The latter part of the whole algorithm adopts LSTM or GRU or RNN to splice and fuse the simplified key characteristic data acquired through CNN convolutional neural network, because the 3 characteristic parameters of EEG, ECG and blood pressure have great relation with time sequence, after the 3 characteristics are spliced according to channels, the time sequence characteristic extracted by LSTM is adopted, finally the probability of each anesthesia depth class is acquired through Softmax, and the class corresponding to the maximum probability is selected as the anesthesia depth class. In 3 anesthesia depth classifications, the accuracy of anesthesia wake prediction is of paramount importance, because patients may have intra-operative awareness, affecting post-operative recovery, whereas misclassification errors between anesthesia induction and anesthesia maintenance do not have a major impact on the patient. Therefore, the loss function in model training adopts a weighted Softmax function to give different weights to the 3 anesthesia depth classification results, namely, the punishment of anesthesia wakeup prediction errors is increased.
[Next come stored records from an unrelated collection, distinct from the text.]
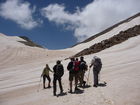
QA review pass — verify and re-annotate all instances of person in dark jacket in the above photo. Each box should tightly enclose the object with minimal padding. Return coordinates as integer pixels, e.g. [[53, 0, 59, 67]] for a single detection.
[[90, 56, 102, 87], [79, 56, 87, 87], [53, 60, 64, 96], [41, 64, 53, 89], [67, 58, 79, 93]]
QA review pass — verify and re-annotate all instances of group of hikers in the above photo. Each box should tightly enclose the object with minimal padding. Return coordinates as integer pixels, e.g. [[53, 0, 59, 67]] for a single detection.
[[41, 56, 102, 96]]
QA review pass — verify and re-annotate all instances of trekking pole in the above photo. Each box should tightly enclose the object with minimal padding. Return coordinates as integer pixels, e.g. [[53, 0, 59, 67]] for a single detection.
[[87, 68, 91, 85], [37, 77, 41, 92]]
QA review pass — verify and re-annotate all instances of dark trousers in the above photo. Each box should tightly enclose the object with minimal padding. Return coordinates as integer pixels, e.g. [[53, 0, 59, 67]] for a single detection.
[[93, 70, 99, 86], [43, 75, 51, 88], [53, 76, 63, 94]]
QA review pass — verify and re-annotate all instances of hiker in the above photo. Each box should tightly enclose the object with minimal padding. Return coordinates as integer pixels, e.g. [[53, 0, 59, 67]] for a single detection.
[[90, 56, 102, 87], [67, 58, 80, 93], [53, 60, 64, 96], [79, 56, 87, 87], [41, 64, 53, 89]]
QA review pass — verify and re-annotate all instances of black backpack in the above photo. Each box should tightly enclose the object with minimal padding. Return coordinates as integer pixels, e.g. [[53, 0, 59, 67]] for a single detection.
[[55, 64, 64, 77], [80, 61, 88, 70], [94, 57, 102, 72]]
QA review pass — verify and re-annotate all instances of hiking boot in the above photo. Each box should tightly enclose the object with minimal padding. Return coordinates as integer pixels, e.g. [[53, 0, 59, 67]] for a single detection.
[[75, 87, 80, 91], [69, 90, 72, 93], [60, 90, 63, 94], [47, 86, 51, 88], [83, 81, 86, 87], [53, 93, 56, 96], [93, 85, 97, 87]]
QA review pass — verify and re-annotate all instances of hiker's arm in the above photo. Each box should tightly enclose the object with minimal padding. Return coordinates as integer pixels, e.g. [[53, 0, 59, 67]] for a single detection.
[[41, 68, 45, 77], [89, 60, 95, 68], [49, 68, 53, 73]]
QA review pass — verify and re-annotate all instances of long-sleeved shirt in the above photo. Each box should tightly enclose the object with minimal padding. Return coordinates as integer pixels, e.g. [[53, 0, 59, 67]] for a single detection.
[[42, 67, 53, 76]]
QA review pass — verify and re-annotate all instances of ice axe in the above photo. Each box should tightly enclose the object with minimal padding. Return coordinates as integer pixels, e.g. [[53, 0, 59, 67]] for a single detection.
[[37, 77, 41, 92]]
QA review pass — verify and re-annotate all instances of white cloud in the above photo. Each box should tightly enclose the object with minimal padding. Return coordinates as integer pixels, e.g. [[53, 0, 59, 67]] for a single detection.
[[42, 0, 140, 41], [0, 0, 39, 29]]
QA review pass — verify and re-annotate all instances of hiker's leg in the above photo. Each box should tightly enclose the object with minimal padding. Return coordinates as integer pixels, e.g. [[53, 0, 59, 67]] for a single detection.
[[53, 77, 57, 96], [47, 75, 51, 87], [58, 78, 63, 93], [93, 70, 98, 87], [69, 72, 73, 92], [79, 71, 83, 86], [81, 71, 85, 85], [43, 75, 46, 89], [75, 73, 78, 88]]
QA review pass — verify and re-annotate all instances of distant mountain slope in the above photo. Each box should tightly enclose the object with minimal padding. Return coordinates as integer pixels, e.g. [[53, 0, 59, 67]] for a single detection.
[[70, 13, 140, 56], [18, 36, 43, 48], [74, 25, 140, 57]]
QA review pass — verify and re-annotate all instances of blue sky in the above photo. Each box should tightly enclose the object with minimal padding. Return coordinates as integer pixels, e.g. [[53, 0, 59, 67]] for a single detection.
[[0, 0, 140, 49]]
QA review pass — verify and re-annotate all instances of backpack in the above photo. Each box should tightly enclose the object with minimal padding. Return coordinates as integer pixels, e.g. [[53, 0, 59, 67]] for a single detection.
[[74, 61, 80, 71], [94, 57, 102, 72], [80, 61, 88, 70], [95, 57, 102, 66], [55, 64, 64, 77]]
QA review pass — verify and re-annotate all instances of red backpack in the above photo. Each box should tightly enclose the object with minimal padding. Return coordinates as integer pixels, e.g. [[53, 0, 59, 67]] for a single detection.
[[74, 61, 80, 71]]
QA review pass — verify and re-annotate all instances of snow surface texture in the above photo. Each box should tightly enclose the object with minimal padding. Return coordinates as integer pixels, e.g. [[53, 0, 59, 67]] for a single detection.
[[0, 17, 140, 105]]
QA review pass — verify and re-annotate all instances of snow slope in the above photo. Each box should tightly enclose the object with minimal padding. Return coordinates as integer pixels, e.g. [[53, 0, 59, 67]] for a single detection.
[[0, 13, 140, 105]]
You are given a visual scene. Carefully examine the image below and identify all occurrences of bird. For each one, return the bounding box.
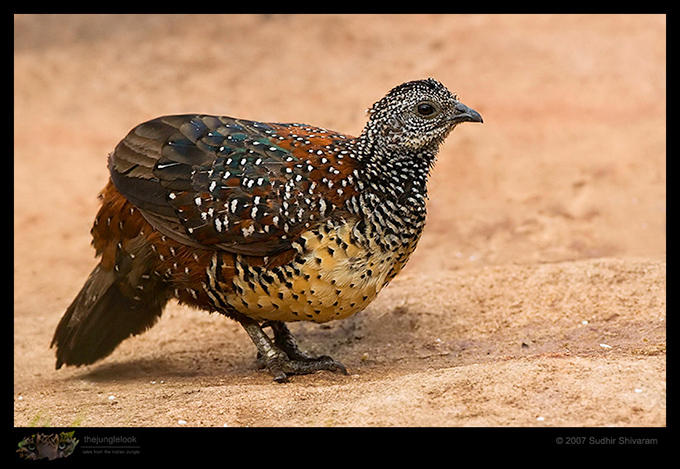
[51,78,483,382]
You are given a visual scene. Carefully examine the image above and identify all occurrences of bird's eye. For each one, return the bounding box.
[416,102,437,117]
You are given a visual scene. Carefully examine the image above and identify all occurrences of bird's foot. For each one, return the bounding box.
[258,348,347,383]
[240,318,347,383]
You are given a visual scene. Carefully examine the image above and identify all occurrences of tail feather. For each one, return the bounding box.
[52,265,168,369]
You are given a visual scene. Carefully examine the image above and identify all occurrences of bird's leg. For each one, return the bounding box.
[238,316,347,382]
[264,321,313,360]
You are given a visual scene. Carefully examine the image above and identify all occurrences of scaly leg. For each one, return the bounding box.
[238,316,347,382]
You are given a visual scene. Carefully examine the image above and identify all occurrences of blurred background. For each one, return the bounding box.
[14,15,666,300]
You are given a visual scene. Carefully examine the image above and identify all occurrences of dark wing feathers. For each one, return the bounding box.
[109,115,350,256]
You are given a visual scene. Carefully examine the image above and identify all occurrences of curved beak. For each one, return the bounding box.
[449,103,484,124]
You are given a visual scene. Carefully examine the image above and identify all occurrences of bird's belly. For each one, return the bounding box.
[225,224,403,323]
The foregoing has shown and described the basic principles, principal features and advantages of the invention. It will be understood by those skilled in the art that the present invention is not limited to the embodiments described above, and that the above embodiments and descriptions are merely illustrative of the principles of the present invention, and various changes and modifications may be made without departing from the spirit and scope of the invention, which is defined in the appended claims. The scope of the invention is defined by the appended claims and equivalents thereof.